At the press conference, local authorities from Daxing district said that residents are required to stock up on three days’ worth of food and supplies, but said they would be limited to one order per day. They should also avoid buying in large quantities in a single transaction, authorities said. Residents who are self-quarantined at home usually get their groceries and supplies from community workers. But lately, many community workers have also been confined to their homes.
Meanwhile, the CCP virus has also spread to the Zhongguancun area, which is known as China’s Silicon Valley, in Beijing’s Haidian district. NetEase Inc., a big Chinese internet company that owns a major Chinese news portal and online service website 163.com, announced on Jan. 22 that one employee tested positive for COVID-19, whose roommate is a close contact of a confirmed patient in Daxing district, Sohu reported.
People working at the same NetEase office building in Zhongguancun are under quarantine at home until Jan. 31, state-run meda China Daily reported on Jan. 23.
Chaotic Relocation and Poor Isolation ConditionsA Daxing resident who has been evacuated from his home and placed into quarantine centers—along with hundreds of other locals—told The Epoch Times that many problems occurred during the relocation and quarantine process, and people are frustrated with the government’s handling of the situation.
A resident from Daxing’s Tiangongyuan Huirong community, surnamed Li, said that the local government’s epidemic prevention measures are very rigid. As long as there is a confirmed case in a building, all residents must be sent to other places for quarantine, regardless of whether or not they were in close contact with the infected person.
Moreover, Li is very concerned that local authorities did not separate people during the relocation process; people residing in the units that have confirmed cases were mixed in with the others. All residents were queuing in the same line as they waited to board the buses. And there was no space or separation between seats on the buses to maintain social distance.
"Those who were not a close contact [of the infected] all became a close contact this way. [The government's approach] is cruel and inhumane," he said.
More than 100 people from Li's building unit are being quarantined at Fangshan Art House Hotel, located in the outskirts of Beijing in Fangshan district.
Li said that the meals provided at the quarantine site are always cold. They’ve stayed in the hotel for two consecutive days, and many people, including himself, reported that they felt dizzy because they’re not getting enough oxygen and fresh air.
Li said that some of the windows did not open to the outside. Instead, they opened to a lobby with a glass ceiling, which was closed off.
Li also said that authorities have not told them when they can return home and how long the quarantine period will last. Everyone is waiting around nervously.

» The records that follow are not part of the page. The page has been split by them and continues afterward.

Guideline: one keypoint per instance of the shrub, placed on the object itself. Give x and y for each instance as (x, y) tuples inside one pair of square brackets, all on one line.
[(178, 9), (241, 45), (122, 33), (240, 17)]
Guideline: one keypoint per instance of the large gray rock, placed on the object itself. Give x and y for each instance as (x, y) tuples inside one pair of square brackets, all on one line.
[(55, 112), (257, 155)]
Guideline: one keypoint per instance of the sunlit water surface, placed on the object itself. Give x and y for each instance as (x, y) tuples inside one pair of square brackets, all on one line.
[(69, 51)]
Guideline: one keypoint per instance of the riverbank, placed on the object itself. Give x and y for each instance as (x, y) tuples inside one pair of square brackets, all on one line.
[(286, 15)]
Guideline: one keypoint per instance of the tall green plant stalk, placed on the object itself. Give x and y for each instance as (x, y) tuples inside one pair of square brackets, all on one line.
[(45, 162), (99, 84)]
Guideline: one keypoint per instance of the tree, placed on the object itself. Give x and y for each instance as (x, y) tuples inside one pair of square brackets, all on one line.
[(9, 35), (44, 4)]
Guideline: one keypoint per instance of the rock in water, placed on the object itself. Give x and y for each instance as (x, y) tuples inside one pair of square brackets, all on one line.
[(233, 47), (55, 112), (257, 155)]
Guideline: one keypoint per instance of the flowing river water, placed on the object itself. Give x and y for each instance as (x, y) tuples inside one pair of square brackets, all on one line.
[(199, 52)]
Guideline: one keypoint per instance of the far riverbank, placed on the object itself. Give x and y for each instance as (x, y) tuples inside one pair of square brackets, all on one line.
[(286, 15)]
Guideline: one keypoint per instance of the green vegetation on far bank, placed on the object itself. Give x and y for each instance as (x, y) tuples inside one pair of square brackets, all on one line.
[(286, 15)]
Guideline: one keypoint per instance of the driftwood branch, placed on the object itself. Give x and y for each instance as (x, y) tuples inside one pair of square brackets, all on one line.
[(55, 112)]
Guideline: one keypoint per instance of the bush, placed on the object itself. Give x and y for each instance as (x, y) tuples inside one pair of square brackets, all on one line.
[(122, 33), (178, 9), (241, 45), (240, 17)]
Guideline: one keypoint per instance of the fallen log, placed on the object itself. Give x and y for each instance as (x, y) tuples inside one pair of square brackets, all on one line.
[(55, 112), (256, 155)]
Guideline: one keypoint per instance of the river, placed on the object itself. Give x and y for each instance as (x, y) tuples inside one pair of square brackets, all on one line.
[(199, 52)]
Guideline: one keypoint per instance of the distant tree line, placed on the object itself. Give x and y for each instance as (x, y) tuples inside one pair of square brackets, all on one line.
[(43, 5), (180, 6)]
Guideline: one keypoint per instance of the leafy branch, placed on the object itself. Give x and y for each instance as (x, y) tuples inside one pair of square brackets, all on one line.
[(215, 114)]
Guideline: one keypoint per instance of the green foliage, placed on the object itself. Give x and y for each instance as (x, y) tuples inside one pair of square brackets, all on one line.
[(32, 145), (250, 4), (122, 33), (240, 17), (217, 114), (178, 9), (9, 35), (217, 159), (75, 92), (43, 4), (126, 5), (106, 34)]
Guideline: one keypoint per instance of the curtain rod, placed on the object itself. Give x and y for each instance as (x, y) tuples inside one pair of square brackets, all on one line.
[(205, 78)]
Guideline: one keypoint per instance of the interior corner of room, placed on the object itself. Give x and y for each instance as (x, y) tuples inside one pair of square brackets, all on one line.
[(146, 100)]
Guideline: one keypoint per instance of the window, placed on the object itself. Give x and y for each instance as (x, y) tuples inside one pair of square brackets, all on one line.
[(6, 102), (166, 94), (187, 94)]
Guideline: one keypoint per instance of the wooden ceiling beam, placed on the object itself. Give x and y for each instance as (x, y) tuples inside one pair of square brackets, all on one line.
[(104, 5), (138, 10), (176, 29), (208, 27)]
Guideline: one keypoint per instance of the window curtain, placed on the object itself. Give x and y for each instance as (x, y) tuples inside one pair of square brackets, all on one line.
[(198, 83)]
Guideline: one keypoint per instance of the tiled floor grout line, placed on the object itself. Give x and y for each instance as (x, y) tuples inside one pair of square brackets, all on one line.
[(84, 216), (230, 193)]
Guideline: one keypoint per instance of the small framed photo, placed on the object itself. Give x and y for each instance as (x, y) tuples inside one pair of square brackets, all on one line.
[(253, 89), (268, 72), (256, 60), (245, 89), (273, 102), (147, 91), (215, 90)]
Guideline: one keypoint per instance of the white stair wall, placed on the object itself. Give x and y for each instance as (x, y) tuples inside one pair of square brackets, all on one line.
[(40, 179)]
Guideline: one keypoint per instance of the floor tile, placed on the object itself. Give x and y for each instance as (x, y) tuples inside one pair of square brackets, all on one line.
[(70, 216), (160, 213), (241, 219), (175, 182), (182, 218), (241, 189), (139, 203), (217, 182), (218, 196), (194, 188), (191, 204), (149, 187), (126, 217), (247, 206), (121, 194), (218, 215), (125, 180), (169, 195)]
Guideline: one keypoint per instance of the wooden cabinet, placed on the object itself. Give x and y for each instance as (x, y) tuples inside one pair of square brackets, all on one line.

Food Price HikeBeijing is surrounded by Hebei, the province hardest-hit by COVID-19 this year. The highways connecting Hebei to Beijing were closed in order to prevent the virus from spreading to the capital city.

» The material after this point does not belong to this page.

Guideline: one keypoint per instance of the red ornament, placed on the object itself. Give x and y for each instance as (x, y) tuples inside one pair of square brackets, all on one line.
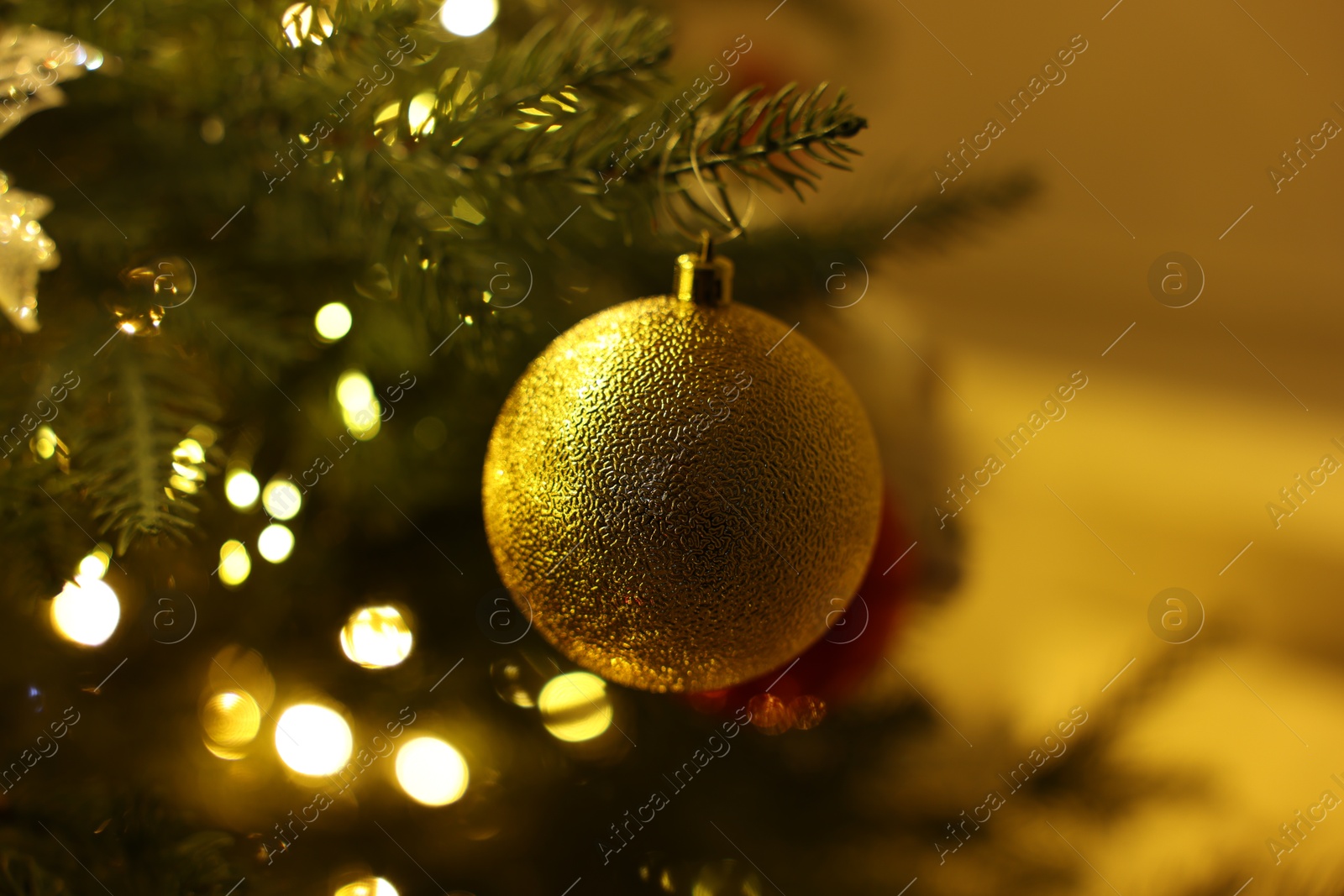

A Beijing resident surnamed Wu told this publication that Beijing’s food supply mainly comes from Hebei and Shandong provinces. “Now Hebei is basically locked down. And some places in Beijing have been closed and food cannot be brought in. Vegetables from Shandong can still come into some places, but there will be less and less in the future.”

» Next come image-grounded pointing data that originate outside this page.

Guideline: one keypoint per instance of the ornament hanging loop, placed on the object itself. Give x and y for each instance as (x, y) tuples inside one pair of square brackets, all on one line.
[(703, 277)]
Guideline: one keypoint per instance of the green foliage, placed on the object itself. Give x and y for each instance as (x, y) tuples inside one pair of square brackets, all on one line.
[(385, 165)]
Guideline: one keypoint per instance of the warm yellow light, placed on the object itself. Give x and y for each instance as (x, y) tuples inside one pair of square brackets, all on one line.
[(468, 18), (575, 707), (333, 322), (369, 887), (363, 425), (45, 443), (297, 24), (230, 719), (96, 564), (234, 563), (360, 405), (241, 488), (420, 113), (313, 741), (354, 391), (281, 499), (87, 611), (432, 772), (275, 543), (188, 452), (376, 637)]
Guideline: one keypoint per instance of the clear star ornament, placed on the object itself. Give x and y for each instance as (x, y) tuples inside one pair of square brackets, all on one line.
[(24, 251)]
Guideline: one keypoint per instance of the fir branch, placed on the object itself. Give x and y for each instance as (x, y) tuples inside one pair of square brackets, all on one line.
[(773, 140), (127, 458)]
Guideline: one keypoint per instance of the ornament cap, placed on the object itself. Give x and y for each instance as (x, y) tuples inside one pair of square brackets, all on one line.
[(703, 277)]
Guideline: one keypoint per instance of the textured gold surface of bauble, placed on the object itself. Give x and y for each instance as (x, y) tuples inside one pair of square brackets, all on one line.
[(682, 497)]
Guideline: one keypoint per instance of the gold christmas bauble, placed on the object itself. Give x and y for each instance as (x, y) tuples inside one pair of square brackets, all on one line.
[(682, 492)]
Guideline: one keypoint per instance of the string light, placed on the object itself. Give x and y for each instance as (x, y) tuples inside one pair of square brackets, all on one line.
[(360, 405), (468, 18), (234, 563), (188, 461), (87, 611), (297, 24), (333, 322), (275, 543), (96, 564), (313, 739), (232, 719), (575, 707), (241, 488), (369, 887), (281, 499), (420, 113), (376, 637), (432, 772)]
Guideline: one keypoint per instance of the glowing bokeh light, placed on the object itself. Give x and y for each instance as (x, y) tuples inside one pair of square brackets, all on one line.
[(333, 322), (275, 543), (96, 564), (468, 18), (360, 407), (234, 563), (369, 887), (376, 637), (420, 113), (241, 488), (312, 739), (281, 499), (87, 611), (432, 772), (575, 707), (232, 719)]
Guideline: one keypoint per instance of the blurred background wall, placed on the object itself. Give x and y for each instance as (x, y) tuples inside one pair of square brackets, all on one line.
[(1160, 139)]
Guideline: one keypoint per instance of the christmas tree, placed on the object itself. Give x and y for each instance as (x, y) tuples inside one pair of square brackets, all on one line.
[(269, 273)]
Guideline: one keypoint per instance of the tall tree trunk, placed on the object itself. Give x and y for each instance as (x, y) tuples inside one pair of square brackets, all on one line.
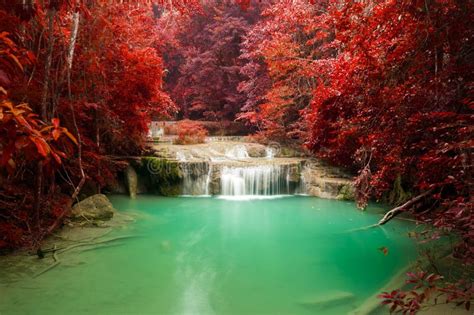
[(70, 58), (44, 116), (47, 67)]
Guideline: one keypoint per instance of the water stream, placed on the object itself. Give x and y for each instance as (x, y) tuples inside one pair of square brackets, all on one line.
[(292, 255)]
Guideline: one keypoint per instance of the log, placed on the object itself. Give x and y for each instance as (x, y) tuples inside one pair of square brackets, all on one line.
[(396, 211)]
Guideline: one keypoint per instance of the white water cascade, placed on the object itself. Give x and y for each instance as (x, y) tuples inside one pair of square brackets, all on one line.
[(255, 180), (196, 178), (237, 152)]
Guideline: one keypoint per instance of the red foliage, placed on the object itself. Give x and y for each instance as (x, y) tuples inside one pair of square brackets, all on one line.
[(113, 86)]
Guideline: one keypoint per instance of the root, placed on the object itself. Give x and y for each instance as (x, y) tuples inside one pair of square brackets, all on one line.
[(95, 243)]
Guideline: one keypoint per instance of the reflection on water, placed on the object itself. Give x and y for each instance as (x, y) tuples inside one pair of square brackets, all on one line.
[(297, 255)]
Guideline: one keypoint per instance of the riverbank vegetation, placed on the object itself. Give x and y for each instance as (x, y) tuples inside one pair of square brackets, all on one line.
[(381, 88)]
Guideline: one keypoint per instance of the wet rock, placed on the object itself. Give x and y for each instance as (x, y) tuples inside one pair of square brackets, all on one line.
[(94, 208), (256, 150), (329, 299)]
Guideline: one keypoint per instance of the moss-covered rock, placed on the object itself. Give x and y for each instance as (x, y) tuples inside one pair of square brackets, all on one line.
[(346, 192), (94, 208), (161, 176)]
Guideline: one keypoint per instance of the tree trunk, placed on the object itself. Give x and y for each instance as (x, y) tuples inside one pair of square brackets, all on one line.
[(47, 67), (70, 58)]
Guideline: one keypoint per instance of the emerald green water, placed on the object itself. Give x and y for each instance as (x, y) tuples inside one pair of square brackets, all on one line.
[(214, 256)]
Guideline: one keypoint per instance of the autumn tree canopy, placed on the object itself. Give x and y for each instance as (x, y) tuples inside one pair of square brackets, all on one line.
[(382, 88)]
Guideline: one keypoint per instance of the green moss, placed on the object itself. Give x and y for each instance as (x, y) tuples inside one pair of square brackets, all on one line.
[(162, 176)]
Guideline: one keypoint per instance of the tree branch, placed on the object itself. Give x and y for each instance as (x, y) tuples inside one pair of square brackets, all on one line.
[(396, 211)]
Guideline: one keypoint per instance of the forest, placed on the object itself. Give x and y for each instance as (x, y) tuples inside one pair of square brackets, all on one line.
[(382, 89)]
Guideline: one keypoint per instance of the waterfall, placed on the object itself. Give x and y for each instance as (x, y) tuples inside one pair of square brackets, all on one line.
[(237, 152), (180, 156), (269, 153), (196, 178), (255, 180)]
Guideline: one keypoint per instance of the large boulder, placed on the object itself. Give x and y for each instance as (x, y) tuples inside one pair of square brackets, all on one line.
[(94, 208)]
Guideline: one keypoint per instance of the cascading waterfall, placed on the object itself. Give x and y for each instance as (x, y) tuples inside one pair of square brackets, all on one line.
[(255, 180), (237, 152), (196, 178)]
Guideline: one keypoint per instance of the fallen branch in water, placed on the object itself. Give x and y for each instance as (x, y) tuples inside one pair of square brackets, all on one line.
[(62, 250), (56, 263), (394, 212)]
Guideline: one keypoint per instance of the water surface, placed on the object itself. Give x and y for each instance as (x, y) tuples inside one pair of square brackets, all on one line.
[(288, 255)]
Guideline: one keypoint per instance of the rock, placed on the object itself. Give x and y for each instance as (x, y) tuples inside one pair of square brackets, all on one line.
[(131, 179), (329, 299), (94, 208), (256, 150)]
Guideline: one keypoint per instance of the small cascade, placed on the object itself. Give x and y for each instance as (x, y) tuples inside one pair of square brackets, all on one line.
[(180, 156), (269, 153), (256, 180), (196, 178), (237, 152)]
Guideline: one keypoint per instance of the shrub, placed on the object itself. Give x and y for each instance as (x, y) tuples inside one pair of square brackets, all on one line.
[(190, 132)]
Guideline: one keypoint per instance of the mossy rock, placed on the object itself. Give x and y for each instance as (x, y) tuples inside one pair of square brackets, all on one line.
[(162, 176), (346, 193)]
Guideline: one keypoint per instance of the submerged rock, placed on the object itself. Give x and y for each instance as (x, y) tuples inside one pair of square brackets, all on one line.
[(94, 208), (329, 299)]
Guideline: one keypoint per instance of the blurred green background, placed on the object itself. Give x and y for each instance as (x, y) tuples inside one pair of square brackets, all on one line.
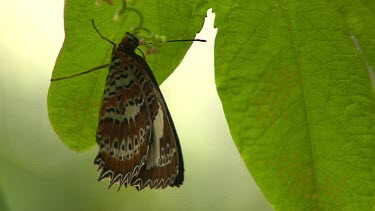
[(39, 173)]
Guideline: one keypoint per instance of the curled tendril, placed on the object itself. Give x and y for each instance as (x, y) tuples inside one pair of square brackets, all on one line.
[(151, 41)]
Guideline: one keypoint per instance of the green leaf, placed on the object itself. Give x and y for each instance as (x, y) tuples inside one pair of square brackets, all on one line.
[(73, 104), (293, 82), (3, 202), (298, 100)]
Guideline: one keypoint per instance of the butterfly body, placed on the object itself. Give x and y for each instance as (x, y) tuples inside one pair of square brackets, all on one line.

She observed that the prices of meat, eggs, and green vegetables in Beijing are now rising sharply. "Eggs used to cost more than eight yuan (about $1.20) a kilo, but now they have jumped up to 14 yuan (about $2.10). Prices for vegetables have doubled. The price of pork has gone up even more. The best pork quality before the African swine fever was more than twenty yuan (about $3) a kilo, and now it is eighty yuan (about $12)."
Wu said that the Beijing municipal government now tells people to eat the "basic three staple foods"—carrots, potatoes, and cabbage.